叱責の内容は仕事に関わることであっても、これはアドラー(1*)がいう「支戦場」(『子どもの教育』)で叱責することです。支戦場というのは、本来の仕事の場である本戦場と対比した言葉です。

 上司が部下の仕事について指摘しなければならないことは当然あります。その指摘が適切であれば、部下は納得するでしょうが、自分より有能な部下に反論され自分の優位が脅かされることを恐れる上司は、仕事自体ではなく部下の人格を非難して部下の価値を貶めるのです。

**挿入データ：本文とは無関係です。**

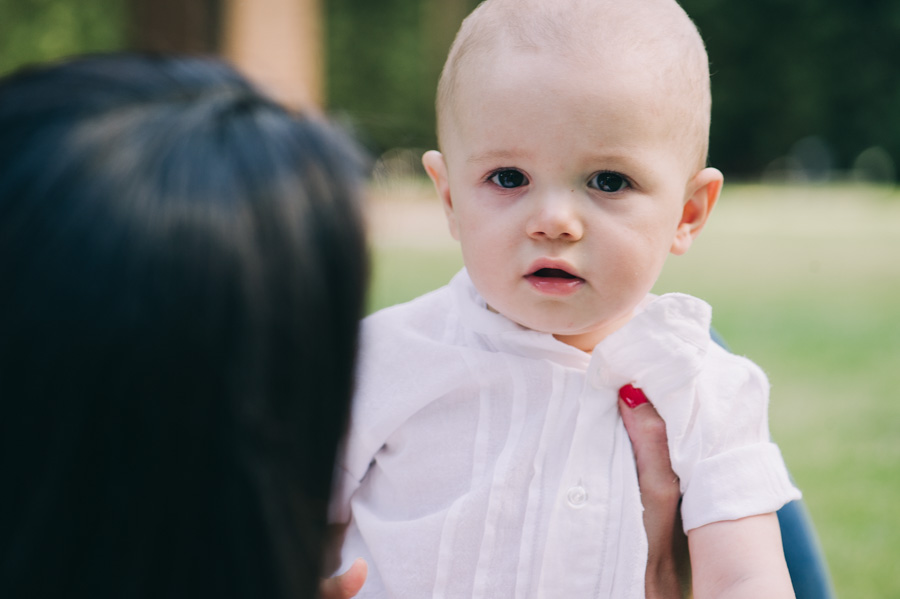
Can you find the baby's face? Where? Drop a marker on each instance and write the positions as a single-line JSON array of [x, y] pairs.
[[567, 190]]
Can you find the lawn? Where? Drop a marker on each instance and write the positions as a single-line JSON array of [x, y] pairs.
[[803, 280]]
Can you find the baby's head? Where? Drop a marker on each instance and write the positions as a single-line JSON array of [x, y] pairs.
[[574, 138]]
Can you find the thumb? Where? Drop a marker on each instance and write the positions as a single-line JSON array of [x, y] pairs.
[[346, 585]]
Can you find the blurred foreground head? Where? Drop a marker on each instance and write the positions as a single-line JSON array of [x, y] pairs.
[[181, 273]]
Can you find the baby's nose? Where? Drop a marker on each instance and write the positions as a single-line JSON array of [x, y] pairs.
[[556, 217]]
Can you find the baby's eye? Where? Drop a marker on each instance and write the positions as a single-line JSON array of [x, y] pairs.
[[608, 182], [509, 178]]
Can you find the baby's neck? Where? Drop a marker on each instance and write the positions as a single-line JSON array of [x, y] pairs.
[[586, 341]]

(1*)…編集部注/精神科医で心理学者のアルフレッド・アドラー

相手の価値を下げて
自分の価値を高める

 仕事は結果を出さなければなりません。自分が結果を出せることもあれば、当然、他の人がいい結果を出すこともあります。しかし、他の人がいい結果を出すことを認めたくない人がいます。三木(1*)は次のようにいっています。
 

「嫉妬は、嫉妬される者の位置に自分を高めようとすることなく、むしろ彼を自分の位置に低めようとするのが普通である」(『人生論ノート』)

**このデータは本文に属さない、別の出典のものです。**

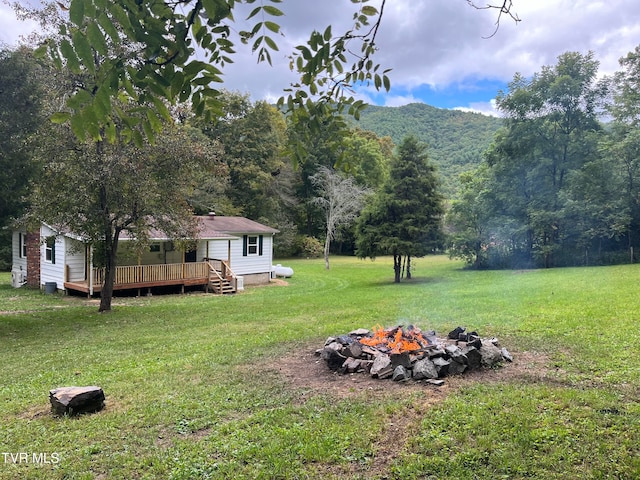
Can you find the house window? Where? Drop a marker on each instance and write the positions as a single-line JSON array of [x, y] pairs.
[[22, 245], [50, 250], [251, 245]]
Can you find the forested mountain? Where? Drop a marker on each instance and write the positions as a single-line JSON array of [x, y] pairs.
[[456, 139]]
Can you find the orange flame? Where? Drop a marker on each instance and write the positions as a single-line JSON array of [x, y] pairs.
[[397, 340]]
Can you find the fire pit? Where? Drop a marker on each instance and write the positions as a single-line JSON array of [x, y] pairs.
[[407, 353]]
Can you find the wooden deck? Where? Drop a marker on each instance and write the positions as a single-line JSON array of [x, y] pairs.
[[132, 277]]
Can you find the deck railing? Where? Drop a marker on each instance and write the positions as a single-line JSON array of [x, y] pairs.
[[140, 274]]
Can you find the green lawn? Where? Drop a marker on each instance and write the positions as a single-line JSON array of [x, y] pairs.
[[189, 396]]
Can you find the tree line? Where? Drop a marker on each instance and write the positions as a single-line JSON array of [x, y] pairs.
[[559, 185]]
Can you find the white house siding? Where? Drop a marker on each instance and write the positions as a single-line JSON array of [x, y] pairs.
[[218, 249], [251, 264], [50, 272], [75, 260]]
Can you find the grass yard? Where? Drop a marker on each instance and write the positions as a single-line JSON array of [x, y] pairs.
[[194, 390]]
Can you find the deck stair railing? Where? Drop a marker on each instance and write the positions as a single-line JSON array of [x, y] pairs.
[[222, 280]]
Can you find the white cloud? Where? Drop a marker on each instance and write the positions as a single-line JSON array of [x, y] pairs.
[[440, 42], [485, 108]]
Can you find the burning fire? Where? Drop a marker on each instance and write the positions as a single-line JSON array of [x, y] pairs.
[[397, 339]]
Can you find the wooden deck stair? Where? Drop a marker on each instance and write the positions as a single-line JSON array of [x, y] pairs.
[[222, 280]]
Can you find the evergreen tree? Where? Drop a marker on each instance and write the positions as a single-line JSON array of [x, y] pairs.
[[404, 220]]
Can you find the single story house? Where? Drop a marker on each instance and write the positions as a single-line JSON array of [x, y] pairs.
[[231, 252]]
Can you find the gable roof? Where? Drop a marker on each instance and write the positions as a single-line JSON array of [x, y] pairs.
[[211, 226], [217, 225]]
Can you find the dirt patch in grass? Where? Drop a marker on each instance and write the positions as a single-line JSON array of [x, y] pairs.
[[308, 375]]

 これはアドラーが、相手の価値を低めることで相対的に自分の価値を高めようとするといっているのと同じです。

「嫉妬がより高いものを目差しているように見えるのは表面上のことである。それは本質的には平均的なものに向かっているのである」(前掲書)

「嫉妬とはすべての人間が神の前においては平等であることを知らぬ者の人間の世界において平均化を求める傾向である」(前掲書)

 突出する人を妬み、足を引っ張ろうとするわけです。他の人が手に入れた成功を妬むだけでなく、まして喜んだりはしないで、他の人がそれを失うことを願うこともあります。

『イソップ寓話(ぐうわ)集』には、次のような話が出てきます。狐が罠にかかって尻尾を切り取られました。恥ずかしくて、生きていくのもつらい狐は他の狐にも同じようにさせなければならないと考えました。皆を集めて、「こんなものは不細工なだけでなく、余計な重みをくっつけていることにもなる」といって、尻尾を切るよう勧めました。